# Silica Sand



## David Glavin (4 Nov 2013)

Hi everyone,

New to the forum and wondering if I have already made a mistake, last month I set up my RIO 240 with the intention of it being a planted discus tank, I bought a 1400l per hour external with a uv light from all pond and it's been cycling since. However the tank came with some silver silica sand and I opted to use this now I am wondering if I have messed up by not adding any inriched base substrate? I have a 48" discus collection of plants ordered from plants alive that should be here this week.
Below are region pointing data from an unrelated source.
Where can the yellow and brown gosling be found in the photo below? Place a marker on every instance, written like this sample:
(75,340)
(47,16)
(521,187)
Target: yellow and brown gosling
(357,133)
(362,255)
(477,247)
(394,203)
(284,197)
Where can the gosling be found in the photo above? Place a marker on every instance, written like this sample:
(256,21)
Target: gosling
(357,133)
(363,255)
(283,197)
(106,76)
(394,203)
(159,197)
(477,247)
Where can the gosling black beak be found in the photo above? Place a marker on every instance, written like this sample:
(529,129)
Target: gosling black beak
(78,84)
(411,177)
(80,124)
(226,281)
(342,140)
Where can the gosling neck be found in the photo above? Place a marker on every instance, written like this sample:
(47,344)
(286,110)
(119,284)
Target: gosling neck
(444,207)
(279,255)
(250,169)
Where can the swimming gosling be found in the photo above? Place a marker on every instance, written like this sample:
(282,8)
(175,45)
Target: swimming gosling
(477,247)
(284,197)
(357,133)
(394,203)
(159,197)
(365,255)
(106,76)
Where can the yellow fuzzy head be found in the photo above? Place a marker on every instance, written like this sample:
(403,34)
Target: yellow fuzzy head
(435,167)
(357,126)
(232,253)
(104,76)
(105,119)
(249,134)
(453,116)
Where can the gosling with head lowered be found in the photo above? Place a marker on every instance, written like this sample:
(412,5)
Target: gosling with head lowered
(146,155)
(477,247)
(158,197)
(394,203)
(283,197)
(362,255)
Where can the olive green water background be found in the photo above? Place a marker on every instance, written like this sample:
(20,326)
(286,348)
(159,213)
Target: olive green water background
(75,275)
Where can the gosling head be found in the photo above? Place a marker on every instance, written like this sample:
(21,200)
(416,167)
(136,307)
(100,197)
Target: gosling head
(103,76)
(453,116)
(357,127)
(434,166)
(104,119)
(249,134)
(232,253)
Also I have jbl aquarium peat ordered to naturally lower ph, I hope it doesn't cloud up the water too much and I presume I should remove the carbon from my filter? 


P.S. will cabomba grow without CO2?
Cheers


----------



## Geraint (15 Nov 2013)

I'm new at this as well, and finding mistakes to be costly (in time and money) 

although recommended, you dont really need an inriched substrate. you can buy nutrient balls to place in your silica sand next to the roots of your plants. these will initially feed your plants roots, but later will absorb excess nutrients from the water and release them when needed (just like the substrate).

or, if you haven't added any fish yet, you could empty the tank and start again. so long as your filter stays moist and isn't left off for too long, it shouldn't effect the cycle too much.

or you can simply plant your tank without any inriched substrate. you'll just need to make sure your silica sand is deep enough, and you add nutrients regularly.

Hope this help. as I mentioned, I'm new at this too, so if some1 is reading and finds that I'm wrong at all, please be quick to correct me.


----------



## Henry (15 Nov 2013)

Go to the sponsor section of this forum and get yourself an EI starter kit No need to worry about root fertilisation, since it is considered mostly supplementary to water column dosing.


----------